TEMPO.CO, Jakarta - Ekonom senior Faisal Basri meminta semua pihak untuk tidak lagi menggunakan istilah gas dan rem dalam penanganan pandemi Covid-19. "Mohon dengan sangat jangan lagi pakai istilah gas dan rem. Nyawa manusia jangan dijadikan trial and error alias coba-coba," ujarnya lewat postingan di Twitter melalui akun @faisalbasri, Rabu, 6 Januari 2020.

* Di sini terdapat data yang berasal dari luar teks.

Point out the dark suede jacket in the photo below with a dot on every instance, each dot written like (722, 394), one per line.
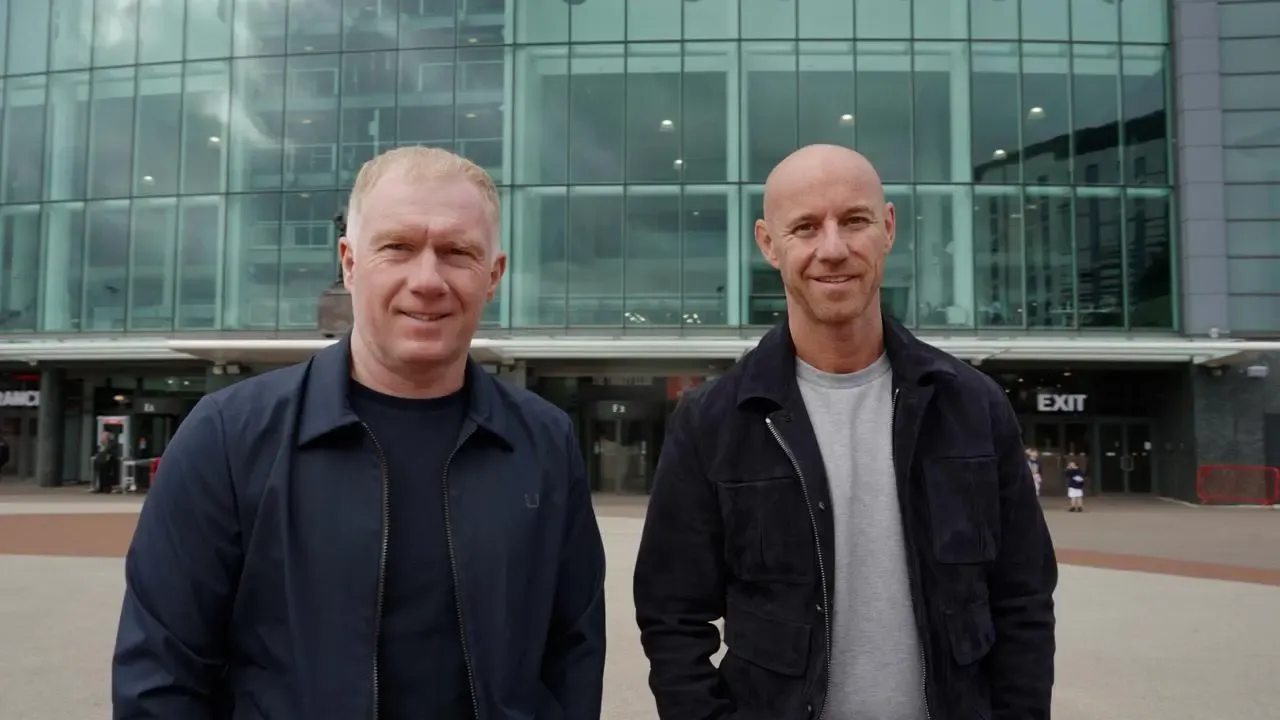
(739, 528)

Istilah gas dan rem kerap digunakan pemerintah, salah satunya Presiden Joko Widodo atau Jokowi, saat meminta kepada kepala daerah agar penanganan kesehatan dan ekonomi di Tanah Air harus dalam komposisi yang seimbang.
Dalam cuitannya yang lain, Faisal Basri mengatakan apabila kebijakan diambil berbasis ilmu pengetahuan dan data yang akurat, seharusnya langkah-langkah pemerintah bisa lebih terukur. "Gas dan rem itu cerminan ugal-ugalan dan miskin perencanaan."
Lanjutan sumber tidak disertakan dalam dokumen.